About This Stamp
This 2008 issuance commemorates the 100th anniversary of "Take Me Out to the Ball Game," one of the most popular baseball songs of all time. For decades, the song's catchy chorus has been part of the musical tradition at ballparks around the country, especially during the seventh-inning stretch.
Actor Jack Norworth (1879–1959), who was also a singer and songwriter, wrote the words that became the famous song. As the story goes, Norworth was riding a New York City train one day when he saw a sign about an upcoming game at the Polo Grounds. Suddenly inspired, he took out a piece of paper and began dashing off lines about a fictional fan he called Katie Casey (Nelly Kelly in a 1927 version of the song). Katie "was baseball mad," he wrote, and when asked by her beau to a show, this was her reply: "Take me out to the ball game / Take me out with the crowd…."
Norworth took his lyrics to composer Albert Von Tilzer (1878–1956); reportedly, neither man had ever attended a major-league ball game. Von Tilzer set the words to music (a waltz tempo), and the York Music Company published the song the same year. Over the decades, stories have differed about when the song was actually born, some saying "one summer morning," others describing a "hot, sticky New York night," and so forth. In fact, the song was submitted to the U.S. Copyright Office on May 2, 1908.
Among the earliest recordings were renditions by the Haydn Quartet and singer Edward Meeker, both in 1908. Although "Take Me Out to the Ball Game" wasn't an instant hit, it eventually caught on with baseball fans and became a favorite of ballpark organists across the country. It's been heard in several popular movies, including "A Night at the Opera" (1935) with the Marx Brothers and "Take Me Out to the Ball Game" (1949) with Frank Sinatra, Gene Kelly, and Esther Williams. In 2001, it was ranked number 8 on the Songs of the Century list — a project sponsored, in part, by the Recording Industry Association of America and the National Endowment for the Arts.
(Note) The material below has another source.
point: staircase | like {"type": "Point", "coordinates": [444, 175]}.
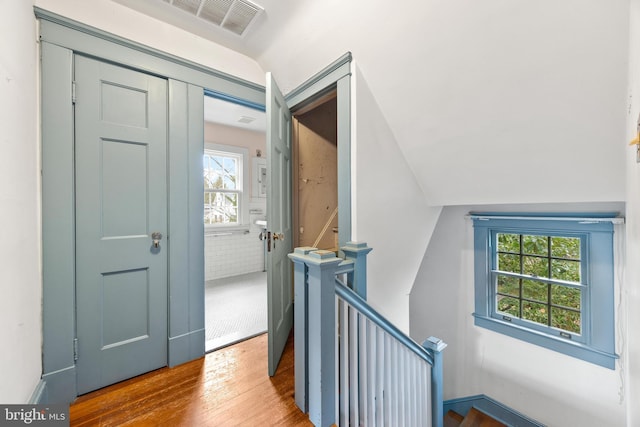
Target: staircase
{"type": "Point", "coordinates": [474, 418]}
Jack Norworth and Albert Von Tilzer were posthumously inducted into the Songwriters Hall of Fame in 1970. Over the course of a long and successful career, Norworth wrote or co-wrote thousands of other songs, including "Shine On, Harvest Moon." He died on September 1, 1959, in Laguna Beach, California. Albert Von Tilzer was equally prolific; he composed for Broadway and film and is also remembered for such popular works as "I'll Be With You in Apple Blossom Time." He died on October 1, 1956, in Los Angeles, California.
The original, handwritten lyrics of Norworth and Von Tilzer's most celebrated collaboration now reside among the treasured collections of the National Baseball Hall of Fame and Museum at Cooperstown, New York.